In [81], an extensive analysis of performance of various NoC topologies is performed in the context of multiprocessor turbo decoders. Flexibility can be explored also in terms of types of code supported: in [82], we have consequently extended the topology analysis to LDPC codes, in order to find a suitable architecture for a dual turbo/LDPC codes. As a case of study, we focused our research on the WiMAX codes.

The performance of a wide set of topologies (ring, spidergon, toroidal meshes, honeycomb, De Bruijn, and Kautz) has been evaluated in terms of achievable throughput and complexity, considering different parallelisms. Exploiting a modified version of the cycle-accurate simulation tool described in [81], a range of design parameters has been taken in consideration, including data injection rate, message collision management policies, routing algorithms, node addressing modes, and structure of the routing element, allowing to span from a completely adaptive architecture to a ZONoC-like precalculated routing.

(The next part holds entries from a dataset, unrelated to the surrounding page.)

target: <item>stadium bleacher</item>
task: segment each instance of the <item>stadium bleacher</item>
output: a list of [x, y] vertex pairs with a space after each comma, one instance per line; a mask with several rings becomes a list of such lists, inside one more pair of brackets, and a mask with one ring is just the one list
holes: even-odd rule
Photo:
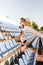
[[[21, 52], [22, 45], [15, 40], [15, 37], [20, 35], [21, 30], [18, 27], [15, 28], [14, 25], [5, 24], [0, 25], [0, 65], [35, 65], [36, 52], [32, 52], [31, 48], [38, 49], [39, 37], [31, 31], [25, 32], [30, 35], [24, 36], [22, 41], [28, 40], [29, 43], [26, 44], [26, 51]], [[13, 36], [13, 38], [9, 39], [9, 36]]]

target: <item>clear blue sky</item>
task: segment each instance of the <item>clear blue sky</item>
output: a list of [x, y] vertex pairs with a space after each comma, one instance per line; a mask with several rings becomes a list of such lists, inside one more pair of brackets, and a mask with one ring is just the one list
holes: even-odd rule
[[43, 0], [0, 0], [0, 14], [15, 21], [29, 17], [43, 26]]

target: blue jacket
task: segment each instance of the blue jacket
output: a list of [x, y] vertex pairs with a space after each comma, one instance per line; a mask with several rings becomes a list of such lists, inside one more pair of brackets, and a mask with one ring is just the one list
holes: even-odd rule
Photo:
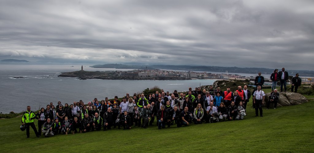
[[214, 106], [219, 107], [220, 106], [220, 103], [222, 102], [223, 98], [221, 96], [218, 97], [217, 96], [214, 97]]

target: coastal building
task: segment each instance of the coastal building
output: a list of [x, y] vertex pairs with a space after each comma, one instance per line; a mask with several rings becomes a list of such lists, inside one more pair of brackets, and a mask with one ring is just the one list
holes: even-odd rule
[[137, 73], [122, 72], [120, 73], [121, 76], [138, 76], [138, 73]]

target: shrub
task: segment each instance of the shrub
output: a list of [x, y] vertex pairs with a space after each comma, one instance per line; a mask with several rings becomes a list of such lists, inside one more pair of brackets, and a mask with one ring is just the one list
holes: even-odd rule
[[158, 91], [160, 93], [161, 90], [157, 86], [155, 86], [150, 88], [147, 88], [143, 91], [143, 93], [144, 93], [145, 97], [148, 97], [148, 96], [151, 93], [155, 93], [156, 91]]

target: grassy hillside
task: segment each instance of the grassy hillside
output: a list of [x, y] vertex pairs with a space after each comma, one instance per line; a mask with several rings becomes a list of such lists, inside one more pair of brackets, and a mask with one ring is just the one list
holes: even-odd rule
[[20, 117], [1, 119], [0, 144], [3, 152], [312, 152], [314, 100], [310, 99], [298, 105], [264, 109], [263, 117], [255, 117], [250, 107], [241, 120], [160, 130], [155, 126], [133, 127], [47, 138], [36, 138], [31, 129], [30, 137], [25, 138], [26, 132], [19, 129]]

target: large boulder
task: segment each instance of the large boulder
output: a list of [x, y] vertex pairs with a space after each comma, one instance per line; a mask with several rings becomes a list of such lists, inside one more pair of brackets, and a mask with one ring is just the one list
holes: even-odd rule
[[[270, 95], [270, 92], [266, 93], [265, 94], [265, 102], [266, 102], [268, 101], [268, 97]], [[279, 99], [277, 107], [297, 105], [307, 102], [306, 98], [300, 93], [291, 92], [279, 92]], [[266, 106], [266, 103], [264, 103], [264, 105]], [[270, 105], [271, 107], [273, 106], [273, 105]]]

The simulations revealed the Kautz topology [83] to be the best trade-off in terms of throughput and complexity between LDPC and turbo codes, with a partially adaptive router architecture and FIFO-length based routing. Two separate PEs for turbo and LDPC codes have been designed: different NoC and PE working frequencies allow to trim the message injection rate in the network. The full decoder, complete with turbo and LDPC separated PEs, has been synthesized with 90 nm CMOS technology: the decoder is compliant with both turbo and LDPC throughput requirements for all the WiMAX standard codes. Worst-case throughput results overperform the latest similar solutions as [39, 41, 61, 84], with a small area occupation and particularly low-power consumption (59 mW) in turbo mode.

#### 6. Conclusions

A complete overview of LDPC decoders, with particular emphasis on flexibility, is drawn. Various classifications are depicted, according to degree of parallelism and implementation choices, focusing on common design choices and elements for flexible LDPC decoders. An indepth view is given over the PE and interconnection part of the decoders, with comparison with the current state-of-the-art, the latest work by the authors on NoC-based decoders is briefly described.